As we sit here in early July, many institutions are at an impasse. The NFL and NBA are locked out. Europe can't seem to figure out how to resolve the debt situations in Greece, Ireland, and Portugal. The US government has hit its debt limit, and can't seem to figure out how to reach an accord. The Minnesota state government is shut down. And the Los Angeles Dodgers -- a team that was purchased in 2004 for $0 down with a bunch of real estate assets as collateral -- has moved past the zombie stage and is now working through bankruptcy proceedings.
This is all bullish. As we look at economic conditions, we don't see exurban California town houses selling for $500,000 with people camping out for the right to purchase one, as we saw in 2006. We don't have the S&P 500 trading at a P/E of 28, as it did in 2000. Unemployment is already elevated. Governments are already cutting back. Social mood is already pessimistic -- we are already convinced that we are doomed to debt deflation, hyperinflation, another lost decade, the end of American hegemony and the dollar standard, a shortage of natural resources, climate change wreaking havoc on humanity, the implosion of the interlinked global economy, or something else that the in-the-pockets-of-the-elite media won't tell us about.
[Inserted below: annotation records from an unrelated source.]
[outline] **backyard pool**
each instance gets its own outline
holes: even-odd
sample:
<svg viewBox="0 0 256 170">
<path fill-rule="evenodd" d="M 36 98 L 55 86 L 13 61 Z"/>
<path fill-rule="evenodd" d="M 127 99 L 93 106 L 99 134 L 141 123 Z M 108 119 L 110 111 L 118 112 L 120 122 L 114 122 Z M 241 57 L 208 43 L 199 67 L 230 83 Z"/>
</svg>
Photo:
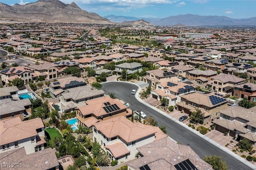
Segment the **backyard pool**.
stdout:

Maybe the US government will fail to lift the debt ceiling for a couple weeks longer than expected, or European banks will have liquidity crises again, causing asset markets to crash. And in fact, I think there's a pretty good chance of one or both happening over the next few months. But let's not confuse a short-term disruption to financial markets like we saw in 1987 or 1998 as being another Lehman Brothers instead of the situation we find ourselves in today, which is the slow, methodical transition of the economy to the next secular bull market.